PRAGUE — A NATO general says he’s surprised that Russia is not more openly involved in Armenia’s recent tumultuous events that led to longtime leader Serzh Sarkisian being pushed from power.
General Petr Pavel, the chairman of NATO’s Military Committee, told RFE/RL on May 3 that he was surprised at the lack of Russian “interference” because of the close ties between Moscow and Yerevan and because of Russia’s “significant” military presence in Armenia.
“Armenia is one of the countries which Russia sees as their near neighborhood and their justified sphere of influence,” said Pavel, the third-highest-ranking NATO official behind Secretary-General Jens Stoltenberg and Supreme Allied Commander Curtis Scaparrotti.
“Russia identified so-called ‘colored revolutions’ as one of [its] major security challenges,” Pavel said. “To some extent I am surprised there is not so much visible Russian interference, but I believe there is a lot going on beneath the surface.”
Pavel noted that NATO has an Individual Partnership Action Plan with Armenia.
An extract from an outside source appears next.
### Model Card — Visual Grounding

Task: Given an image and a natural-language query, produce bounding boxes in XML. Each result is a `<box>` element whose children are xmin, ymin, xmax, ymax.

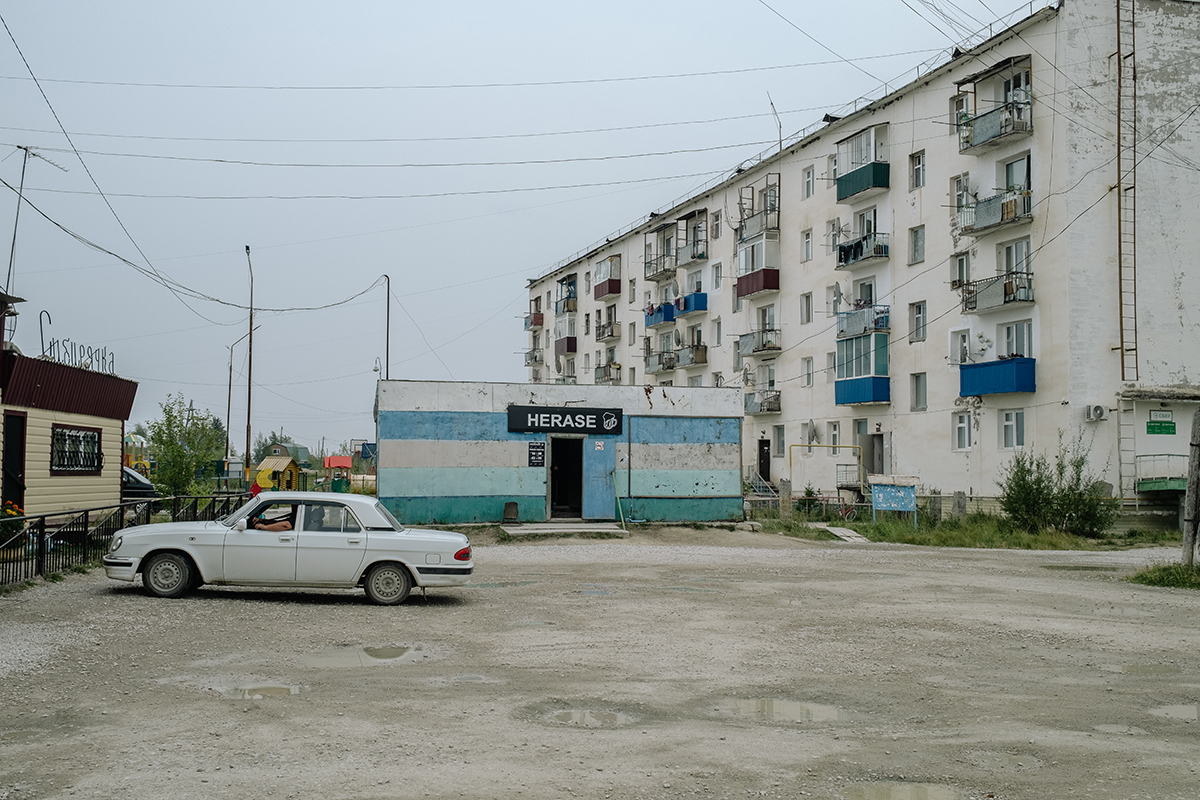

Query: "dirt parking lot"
<box><xmin>0</xmin><ymin>529</ymin><xmax>1200</xmax><ymax>800</ymax></box>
But he said that “obviously, if a new government is in favor of more links with NATO, we are ready for it.”
The Armenian parliament is scheduled to vote on opposition leader Nikol Pashinian’s candidacy for prime minister on May 8.
Pashinian led nationwide protests that have forced Sarkisian to give up power, and that has pressured his ruling Republican Party. The events are reminiscent of so-called “colored revolutions” from 2003 to 2005 in Georgia and Ukraine.
Pashinian has said there will be no geopolitical changes as a result of the upheaval.